Br. Consolmagno has served on the governing boards of the Meteoritical Society; the International Astronomical Union's (IAU) Division III, Planetary Systems Science (secretary, 2000 - present) and Commission 16, Moons and Planets (president, 2003-2006); and the American Astronomical Society Division for Planetary Sciences (chair, 2006-2007). Since 2008 he has been a member of the IAU Working Group on Planetary System Nomenclature and the Mars Nomenclature Task Group; in 2015 he became chair of the Mars TG.

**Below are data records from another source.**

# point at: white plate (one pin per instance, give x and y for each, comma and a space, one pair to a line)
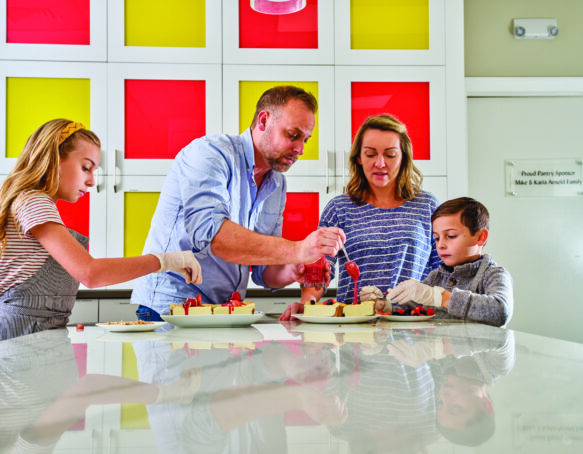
216, 321
334, 320
110, 336
315, 328
130, 328
406, 318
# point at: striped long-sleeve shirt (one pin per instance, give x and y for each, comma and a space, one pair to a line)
23, 255
389, 245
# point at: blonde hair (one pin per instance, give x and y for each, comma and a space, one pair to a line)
409, 178
37, 167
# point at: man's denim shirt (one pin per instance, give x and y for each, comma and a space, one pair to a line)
210, 181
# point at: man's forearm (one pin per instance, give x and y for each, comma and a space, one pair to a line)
278, 276
236, 244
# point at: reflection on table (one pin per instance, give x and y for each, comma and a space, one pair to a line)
271, 388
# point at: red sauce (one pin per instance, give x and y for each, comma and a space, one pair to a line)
354, 273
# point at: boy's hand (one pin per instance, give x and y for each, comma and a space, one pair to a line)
413, 290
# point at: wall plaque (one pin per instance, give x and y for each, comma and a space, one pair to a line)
544, 177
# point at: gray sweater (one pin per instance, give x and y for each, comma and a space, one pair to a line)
481, 292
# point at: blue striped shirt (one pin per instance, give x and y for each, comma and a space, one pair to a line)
389, 245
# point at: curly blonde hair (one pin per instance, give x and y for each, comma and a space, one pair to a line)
409, 179
37, 167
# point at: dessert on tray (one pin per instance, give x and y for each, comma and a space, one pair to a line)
194, 306
329, 308
332, 308
361, 309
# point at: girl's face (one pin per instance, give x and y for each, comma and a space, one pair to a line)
77, 171
380, 157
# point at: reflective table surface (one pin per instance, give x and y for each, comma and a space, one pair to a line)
381, 387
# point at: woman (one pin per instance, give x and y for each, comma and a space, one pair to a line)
385, 214
41, 263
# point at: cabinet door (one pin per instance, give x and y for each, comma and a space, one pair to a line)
155, 110
256, 34
243, 85
415, 95
389, 32
131, 202
33, 93
73, 30
173, 31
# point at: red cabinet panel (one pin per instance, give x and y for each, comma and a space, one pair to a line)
47, 22
407, 101
301, 215
162, 116
297, 30
76, 215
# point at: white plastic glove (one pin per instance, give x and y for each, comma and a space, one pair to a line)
413, 290
182, 262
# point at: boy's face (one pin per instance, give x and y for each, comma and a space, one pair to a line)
455, 244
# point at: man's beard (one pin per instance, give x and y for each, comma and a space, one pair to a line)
277, 165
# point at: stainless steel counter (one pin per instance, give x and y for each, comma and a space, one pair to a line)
295, 388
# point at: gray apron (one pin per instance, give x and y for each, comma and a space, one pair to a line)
44, 301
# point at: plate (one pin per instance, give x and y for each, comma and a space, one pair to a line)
315, 328
130, 328
112, 336
213, 321
406, 318
334, 320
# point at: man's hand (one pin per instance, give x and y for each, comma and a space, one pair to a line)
413, 290
182, 262
324, 241
290, 311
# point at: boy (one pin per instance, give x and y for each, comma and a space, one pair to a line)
468, 285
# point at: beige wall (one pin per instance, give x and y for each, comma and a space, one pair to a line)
491, 50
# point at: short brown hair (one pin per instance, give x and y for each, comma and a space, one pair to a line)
277, 97
473, 214
409, 179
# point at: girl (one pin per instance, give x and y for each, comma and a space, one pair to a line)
41, 263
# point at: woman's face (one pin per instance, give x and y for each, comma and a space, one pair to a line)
380, 157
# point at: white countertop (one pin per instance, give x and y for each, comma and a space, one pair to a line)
299, 388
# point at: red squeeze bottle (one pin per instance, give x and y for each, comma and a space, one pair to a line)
354, 273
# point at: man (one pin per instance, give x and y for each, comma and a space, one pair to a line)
224, 198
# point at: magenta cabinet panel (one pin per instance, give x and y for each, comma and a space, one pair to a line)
48, 22
162, 116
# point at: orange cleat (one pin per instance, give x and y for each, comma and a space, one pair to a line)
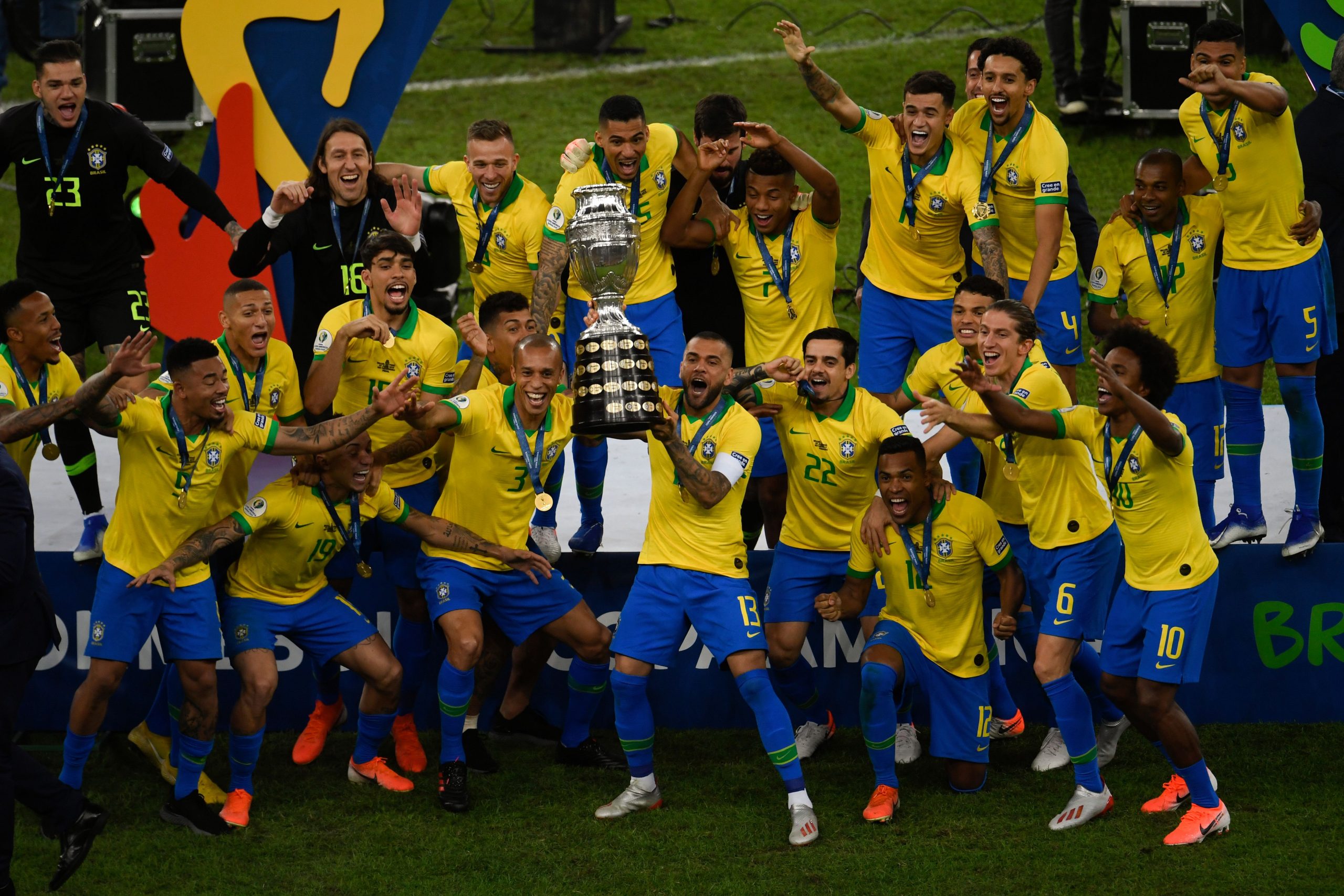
411, 755
378, 773
882, 805
313, 736
1198, 824
237, 808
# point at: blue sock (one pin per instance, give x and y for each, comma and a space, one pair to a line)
799, 686
1074, 719
76, 755
455, 692
373, 729
635, 722
411, 647
191, 763
1306, 440
588, 684
773, 724
243, 760
589, 475
1201, 787
1245, 438
878, 719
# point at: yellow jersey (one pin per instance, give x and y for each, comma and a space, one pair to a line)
680, 532
62, 382
515, 239
425, 347
1062, 500
1156, 508
812, 281
831, 461
148, 524
488, 488
1037, 174
1264, 182
654, 277
921, 258
965, 541
284, 565
280, 398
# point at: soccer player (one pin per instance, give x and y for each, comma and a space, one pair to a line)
277, 587
361, 345
1164, 268
174, 455
1027, 179
506, 440
830, 430
1159, 623
323, 222
915, 261
930, 630
694, 571
1275, 292
784, 263
77, 241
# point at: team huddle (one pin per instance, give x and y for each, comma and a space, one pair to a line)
443, 449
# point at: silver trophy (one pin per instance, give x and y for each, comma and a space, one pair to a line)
615, 386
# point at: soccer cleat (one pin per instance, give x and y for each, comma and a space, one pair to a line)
1199, 824
803, 825
1238, 527
631, 800
882, 805
1083, 808
548, 542
377, 772
313, 736
1304, 532
588, 754
908, 745
90, 541
1053, 753
237, 809
811, 735
452, 786
1108, 738
194, 815
588, 539
411, 754
1175, 794
1003, 729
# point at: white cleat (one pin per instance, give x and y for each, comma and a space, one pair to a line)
908, 745
1083, 808
548, 542
804, 825
631, 800
1053, 753
1108, 738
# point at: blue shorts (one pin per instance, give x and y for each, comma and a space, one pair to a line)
1201, 407
658, 319
797, 577
1159, 636
123, 618
1287, 313
959, 708
326, 625
893, 328
666, 601
518, 606
1074, 585
400, 549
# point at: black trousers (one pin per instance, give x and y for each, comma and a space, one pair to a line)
22, 777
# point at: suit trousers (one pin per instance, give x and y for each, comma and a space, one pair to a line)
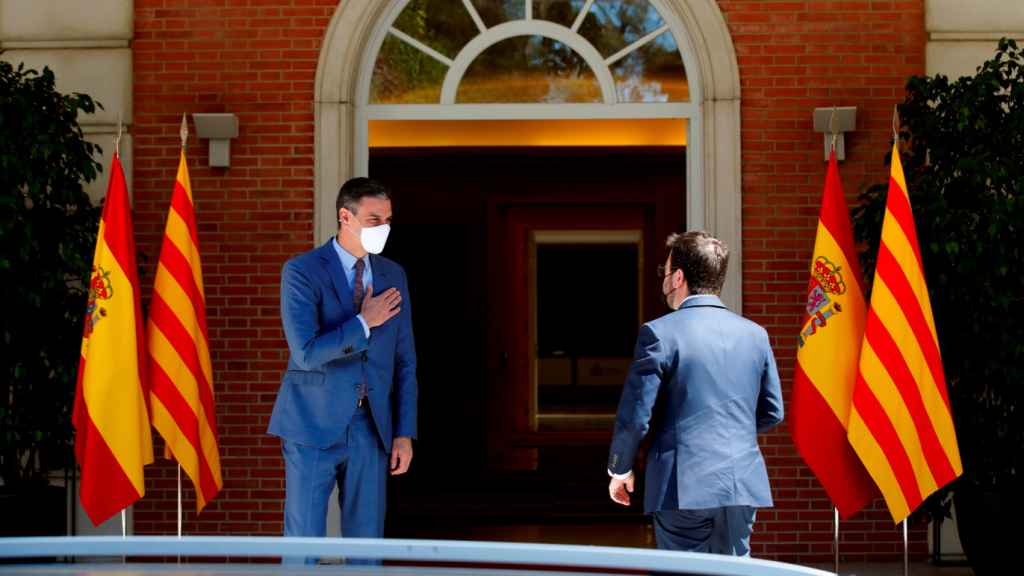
358, 465
724, 530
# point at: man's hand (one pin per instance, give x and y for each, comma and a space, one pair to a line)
401, 455
620, 490
377, 311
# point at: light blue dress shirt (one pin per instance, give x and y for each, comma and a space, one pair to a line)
348, 264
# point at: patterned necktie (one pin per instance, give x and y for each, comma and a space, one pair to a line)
357, 293
357, 289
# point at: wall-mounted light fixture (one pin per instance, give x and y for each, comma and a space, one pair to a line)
839, 121
219, 128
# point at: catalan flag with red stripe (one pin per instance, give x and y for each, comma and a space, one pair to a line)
177, 341
901, 424
113, 441
826, 361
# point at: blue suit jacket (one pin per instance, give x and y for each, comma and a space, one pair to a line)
707, 378
331, 356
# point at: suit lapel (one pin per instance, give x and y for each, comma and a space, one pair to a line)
382, 276
332, 263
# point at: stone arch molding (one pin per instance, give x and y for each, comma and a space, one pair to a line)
715, 189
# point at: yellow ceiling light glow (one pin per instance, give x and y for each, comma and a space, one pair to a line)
444, 133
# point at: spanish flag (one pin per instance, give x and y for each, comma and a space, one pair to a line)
113, 441
826, 360
901, 424
178, 345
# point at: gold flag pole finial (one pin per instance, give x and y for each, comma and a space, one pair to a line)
833, 127
117, 139
895, 123
184, 130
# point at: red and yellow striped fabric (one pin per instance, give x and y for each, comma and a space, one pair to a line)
177, 340
901, 424
113, 441
826, 360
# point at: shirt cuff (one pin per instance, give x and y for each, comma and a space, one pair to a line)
624, 476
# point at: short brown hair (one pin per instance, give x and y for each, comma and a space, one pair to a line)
702, 258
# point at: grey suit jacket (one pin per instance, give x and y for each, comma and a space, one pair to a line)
704, 382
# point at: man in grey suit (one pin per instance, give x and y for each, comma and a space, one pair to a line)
704, 381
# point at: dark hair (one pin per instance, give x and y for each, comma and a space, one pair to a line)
355, 190
702, 258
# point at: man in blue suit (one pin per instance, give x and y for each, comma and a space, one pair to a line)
346, 408
704, 381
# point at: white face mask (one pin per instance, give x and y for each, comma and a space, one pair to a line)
373, 239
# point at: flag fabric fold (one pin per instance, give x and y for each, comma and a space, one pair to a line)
901, 423
177, 341
826, 360
113, 442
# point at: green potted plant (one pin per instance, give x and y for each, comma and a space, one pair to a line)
964, 158
47, 237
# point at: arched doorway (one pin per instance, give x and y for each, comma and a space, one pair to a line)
713, 199
501, 385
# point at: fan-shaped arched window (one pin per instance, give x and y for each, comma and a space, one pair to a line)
528, 51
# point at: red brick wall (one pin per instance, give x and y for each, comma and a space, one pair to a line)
257, 58
795, 56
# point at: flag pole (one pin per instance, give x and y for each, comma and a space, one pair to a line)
835, 133
184, 138
833, 128
906, 559
836, 536
895, 123
179, 500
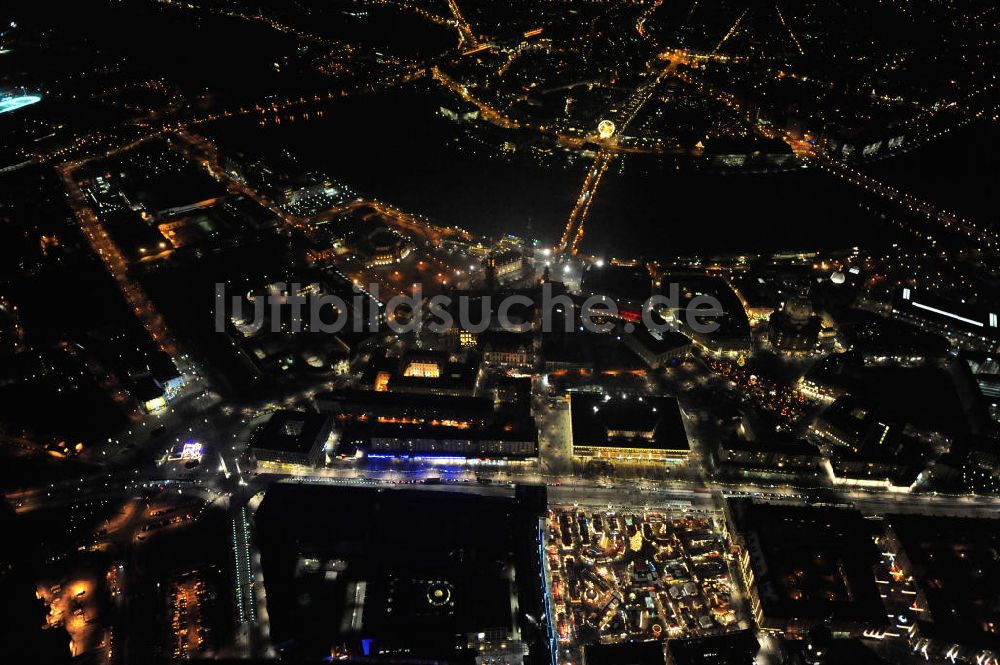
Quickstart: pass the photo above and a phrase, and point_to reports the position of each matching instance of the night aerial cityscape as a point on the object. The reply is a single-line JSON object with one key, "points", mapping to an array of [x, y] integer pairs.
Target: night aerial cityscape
{"points": [[469, 332]]}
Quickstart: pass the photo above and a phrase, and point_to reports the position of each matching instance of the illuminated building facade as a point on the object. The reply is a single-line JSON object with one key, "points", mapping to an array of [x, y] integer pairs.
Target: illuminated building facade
{"points": [[635, 428]]}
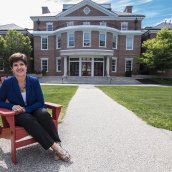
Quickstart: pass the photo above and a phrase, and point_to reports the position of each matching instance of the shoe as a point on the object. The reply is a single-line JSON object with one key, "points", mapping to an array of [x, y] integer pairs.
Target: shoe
{"points": [[64, 157]]}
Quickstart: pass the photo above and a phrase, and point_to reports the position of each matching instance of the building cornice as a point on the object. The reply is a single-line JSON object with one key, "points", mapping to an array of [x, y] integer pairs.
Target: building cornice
{"points": [[86, 52], [84, 18], [89, 3], [87, 28]]}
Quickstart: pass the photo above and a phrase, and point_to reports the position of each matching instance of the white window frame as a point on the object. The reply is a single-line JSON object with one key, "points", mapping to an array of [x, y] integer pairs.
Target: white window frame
{"points": [[2, 63], [128, 59], [42, 59], [124, 25], [99, 38], [57, 64], [114, 35], [87, 39], [114, 58], [47, 26], [44, 37], [70, 23], [128, 38], [58, 41], [68, 36], [86, 23]]}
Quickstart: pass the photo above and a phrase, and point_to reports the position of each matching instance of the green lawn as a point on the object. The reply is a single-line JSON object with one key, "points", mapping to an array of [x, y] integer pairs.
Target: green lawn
{"points": [[152, 104], [58, 94]]}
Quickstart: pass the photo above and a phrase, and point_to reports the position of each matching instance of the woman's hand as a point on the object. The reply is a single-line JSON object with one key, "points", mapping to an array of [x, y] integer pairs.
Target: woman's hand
{"points": [[18, 109]]}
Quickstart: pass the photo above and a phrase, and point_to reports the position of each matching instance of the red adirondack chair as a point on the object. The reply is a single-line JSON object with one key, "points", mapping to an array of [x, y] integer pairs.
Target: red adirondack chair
{"points": [[17, 132]]}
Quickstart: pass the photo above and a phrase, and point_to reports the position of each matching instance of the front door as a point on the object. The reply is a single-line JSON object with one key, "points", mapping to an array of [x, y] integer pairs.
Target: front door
{"points": [[86, 68]]}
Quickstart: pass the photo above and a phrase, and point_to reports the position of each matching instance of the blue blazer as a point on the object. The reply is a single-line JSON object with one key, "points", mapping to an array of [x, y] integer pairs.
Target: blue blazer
{"points": [[10, 91]]}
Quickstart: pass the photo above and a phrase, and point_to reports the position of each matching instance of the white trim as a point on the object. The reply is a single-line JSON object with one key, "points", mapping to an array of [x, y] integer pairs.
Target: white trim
{"points": [[57, 41], [68, 46], [129, 59], [86, 52], [58, 58], [86, 28], [89, 3], [1, 60], [41, 42], [44, 58], [132, 46], [89, 39], [105, 39], [124, 25], [116, 41], [90, 18], [47, 24], [114, 58]]}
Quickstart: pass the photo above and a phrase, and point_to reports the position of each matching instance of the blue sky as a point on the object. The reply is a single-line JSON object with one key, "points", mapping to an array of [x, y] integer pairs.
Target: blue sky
{"points": [[19, 11]]}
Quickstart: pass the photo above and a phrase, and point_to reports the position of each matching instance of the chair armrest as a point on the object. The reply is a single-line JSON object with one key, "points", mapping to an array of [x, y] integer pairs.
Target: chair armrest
{"points": [[56, 109], [8, 115], [6, 112], [52, 105]]}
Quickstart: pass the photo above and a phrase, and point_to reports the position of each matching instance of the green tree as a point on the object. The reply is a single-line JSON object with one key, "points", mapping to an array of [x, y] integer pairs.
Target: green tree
{"points": [[2, 50], [16, 42], [157, 53]]}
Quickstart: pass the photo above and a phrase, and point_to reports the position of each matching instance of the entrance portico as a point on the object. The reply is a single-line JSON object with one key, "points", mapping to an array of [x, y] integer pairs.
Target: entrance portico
{"points": [[86, 62]]}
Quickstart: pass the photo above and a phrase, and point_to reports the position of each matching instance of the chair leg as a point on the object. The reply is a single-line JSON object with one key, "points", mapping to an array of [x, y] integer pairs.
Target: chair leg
{"points": [[13, 151]]}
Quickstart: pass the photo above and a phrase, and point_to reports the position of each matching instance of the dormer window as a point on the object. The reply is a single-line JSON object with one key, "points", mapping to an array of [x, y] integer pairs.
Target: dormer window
{"points": [[86, 23], [49, 26], [71, 23], [124, 26], [102, 23]]}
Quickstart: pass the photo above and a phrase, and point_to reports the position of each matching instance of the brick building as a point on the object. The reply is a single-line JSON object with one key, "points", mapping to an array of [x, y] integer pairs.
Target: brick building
{"points": [[151, 32], [87, 39]]}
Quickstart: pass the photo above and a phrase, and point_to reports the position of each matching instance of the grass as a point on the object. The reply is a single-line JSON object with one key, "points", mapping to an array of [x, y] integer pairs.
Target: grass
{"points": [[152, 104], [58, 94]]}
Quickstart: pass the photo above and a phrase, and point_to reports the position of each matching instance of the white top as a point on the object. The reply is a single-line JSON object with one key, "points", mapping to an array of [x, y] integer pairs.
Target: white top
{"points": [[24, 97]]}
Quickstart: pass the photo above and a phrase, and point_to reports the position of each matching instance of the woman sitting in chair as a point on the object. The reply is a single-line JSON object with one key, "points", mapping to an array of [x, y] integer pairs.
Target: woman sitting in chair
{"points": [[26, 99]]}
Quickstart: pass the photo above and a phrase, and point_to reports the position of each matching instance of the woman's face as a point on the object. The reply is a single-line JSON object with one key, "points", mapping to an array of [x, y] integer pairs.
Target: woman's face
{"points": [[19, 68]]}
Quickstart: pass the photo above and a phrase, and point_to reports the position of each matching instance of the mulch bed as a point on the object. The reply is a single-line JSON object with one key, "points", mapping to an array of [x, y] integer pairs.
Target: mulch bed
{"points": [[146, 81]]}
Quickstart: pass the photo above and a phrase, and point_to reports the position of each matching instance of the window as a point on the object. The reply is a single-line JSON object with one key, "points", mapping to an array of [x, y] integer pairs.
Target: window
{"points": [[124, 26], [58, 41], [114, 64], [87, 39], [102, 39], [49, 26], [71, 40], [129, 42], [58, 64], [44, 64], [44, 43], [128, 64], [1, 64], [102, 23], [114, 43], [70, 23], [86, 23]]}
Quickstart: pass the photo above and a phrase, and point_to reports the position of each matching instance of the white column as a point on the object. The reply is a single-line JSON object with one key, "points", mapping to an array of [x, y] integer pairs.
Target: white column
{"points": [[107, 66], [80, 67], [65, 66], [92, 66]]}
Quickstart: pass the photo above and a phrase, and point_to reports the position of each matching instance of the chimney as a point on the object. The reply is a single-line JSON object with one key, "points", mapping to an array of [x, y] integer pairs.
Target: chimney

He has coauthored two astronomy books: Turn Left at Orion (with Dan M. Davis; Cambridge University Press, 1989) and Worlds Apart (with Martha W. Schaefer; Prentice Hall, 1993). He is the author or co-author of four books exploring faith and science issues, including The Way to the Dwelling of Light (U of Notre Dame Press, 1998); Brother Astronomer (McGraw Hill, 2000); God's Mechanics (Jossey-Bass, 2007), and Would You Baptize an Extraterrestrial? (With Paul Mueller, Image, 2014). He also edited The Heavens Proclaim (Vatican Observatory Publications, 2009). Since 2004 he has written a monthly column on astronomy for the British Catholic periodical, The Tablet.